The authors declare that they have no competing interests.
AM implemented the Task 3 system, including parsing of sentences and feature engineering. DM handled the various Task 1 systems, and implemented the NICTA system for Task 1. TB co-ordinated the study and participated in its design. All authors read, contributed to and approved the final manuscript.
This work describes a system for identifying event mentions in bio-molecular research abstracts that are either speculative (e.g. analysis of IkappaBalpha phosphorylation, where it is not specified whether phosphorylation did or did not occur) or negated (e.g. inhibition of IkappaBalpha phosphorylation, where phosphorylation did not occur). The data comes from a standard dataset created for the BioNLP 2009 Shared Task. The system uses a machine-learning approach, where the features used for classification are a combination of shallow features derived from the words of the sentences and more complex features based on the semantic outputs produced by a deep parser.

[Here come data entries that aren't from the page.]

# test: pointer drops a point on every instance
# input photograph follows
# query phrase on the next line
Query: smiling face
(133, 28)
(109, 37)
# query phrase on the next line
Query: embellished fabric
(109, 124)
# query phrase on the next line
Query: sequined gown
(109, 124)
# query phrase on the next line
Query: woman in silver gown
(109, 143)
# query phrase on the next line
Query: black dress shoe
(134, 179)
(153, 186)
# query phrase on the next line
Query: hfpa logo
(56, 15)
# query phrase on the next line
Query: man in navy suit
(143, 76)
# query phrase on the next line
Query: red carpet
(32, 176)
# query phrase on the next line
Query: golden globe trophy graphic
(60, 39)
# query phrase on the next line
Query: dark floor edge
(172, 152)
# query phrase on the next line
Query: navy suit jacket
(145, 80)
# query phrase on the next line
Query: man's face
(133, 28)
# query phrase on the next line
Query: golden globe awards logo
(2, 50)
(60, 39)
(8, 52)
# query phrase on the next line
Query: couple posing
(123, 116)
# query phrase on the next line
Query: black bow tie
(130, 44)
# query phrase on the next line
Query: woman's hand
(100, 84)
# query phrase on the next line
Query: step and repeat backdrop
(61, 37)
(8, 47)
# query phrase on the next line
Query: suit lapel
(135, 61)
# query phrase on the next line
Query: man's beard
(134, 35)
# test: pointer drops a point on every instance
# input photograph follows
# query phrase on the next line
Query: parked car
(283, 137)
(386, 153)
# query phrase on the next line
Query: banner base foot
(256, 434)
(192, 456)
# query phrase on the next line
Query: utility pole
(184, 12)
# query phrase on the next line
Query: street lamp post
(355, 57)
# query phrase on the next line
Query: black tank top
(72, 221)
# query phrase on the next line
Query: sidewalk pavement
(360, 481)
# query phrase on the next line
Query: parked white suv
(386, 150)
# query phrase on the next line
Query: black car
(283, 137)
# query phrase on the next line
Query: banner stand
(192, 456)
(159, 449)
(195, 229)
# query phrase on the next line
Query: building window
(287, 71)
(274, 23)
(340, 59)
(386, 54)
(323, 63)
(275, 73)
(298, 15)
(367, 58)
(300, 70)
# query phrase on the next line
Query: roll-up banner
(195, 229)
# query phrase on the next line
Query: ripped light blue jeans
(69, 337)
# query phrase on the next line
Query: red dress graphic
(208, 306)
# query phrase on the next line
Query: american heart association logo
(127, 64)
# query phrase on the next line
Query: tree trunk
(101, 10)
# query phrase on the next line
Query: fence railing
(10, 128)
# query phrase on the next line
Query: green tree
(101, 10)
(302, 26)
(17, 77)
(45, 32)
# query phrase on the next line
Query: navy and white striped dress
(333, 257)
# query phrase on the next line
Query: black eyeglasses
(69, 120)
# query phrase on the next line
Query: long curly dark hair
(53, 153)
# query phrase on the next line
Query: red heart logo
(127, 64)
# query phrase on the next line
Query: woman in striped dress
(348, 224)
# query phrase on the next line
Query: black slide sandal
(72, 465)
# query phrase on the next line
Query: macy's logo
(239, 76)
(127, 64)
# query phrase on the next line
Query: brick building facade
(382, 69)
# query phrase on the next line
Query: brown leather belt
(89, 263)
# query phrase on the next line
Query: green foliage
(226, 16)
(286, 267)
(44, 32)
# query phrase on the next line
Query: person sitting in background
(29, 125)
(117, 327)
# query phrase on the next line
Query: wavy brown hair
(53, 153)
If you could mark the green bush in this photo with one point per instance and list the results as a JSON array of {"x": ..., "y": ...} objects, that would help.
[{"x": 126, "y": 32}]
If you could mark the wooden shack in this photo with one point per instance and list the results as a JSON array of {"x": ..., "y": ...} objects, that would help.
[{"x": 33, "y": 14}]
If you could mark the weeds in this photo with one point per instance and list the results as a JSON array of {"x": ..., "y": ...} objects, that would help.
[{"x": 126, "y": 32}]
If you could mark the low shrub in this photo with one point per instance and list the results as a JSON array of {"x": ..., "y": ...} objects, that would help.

To detect event modification, we use a Maximum Entropy learner with features extracted from the data relative to the trigger words of the events. The shallow features are bag-of-words features based on a small sliding context window of 3-4 tokens on either side of the trigger word. The deep parser features are derived from parses produced by the English Resource Grammar and the RASP parser. The outputs of these parsers are converted into the Minimal Recursion Semantics formalism, and from this, we extract features motivated by linguistics and the data itself. All of these features are combined to create training or test data for the machine learning algorithm.
Over the test data, our methods produce approximately a 4% absolute increase in F-score for detection of event modification compared to a baseline based only on the shallow bag-of-words features.
Our results indicate that grammar-based techniques can enhance the accuracy of methods for detecting event modification.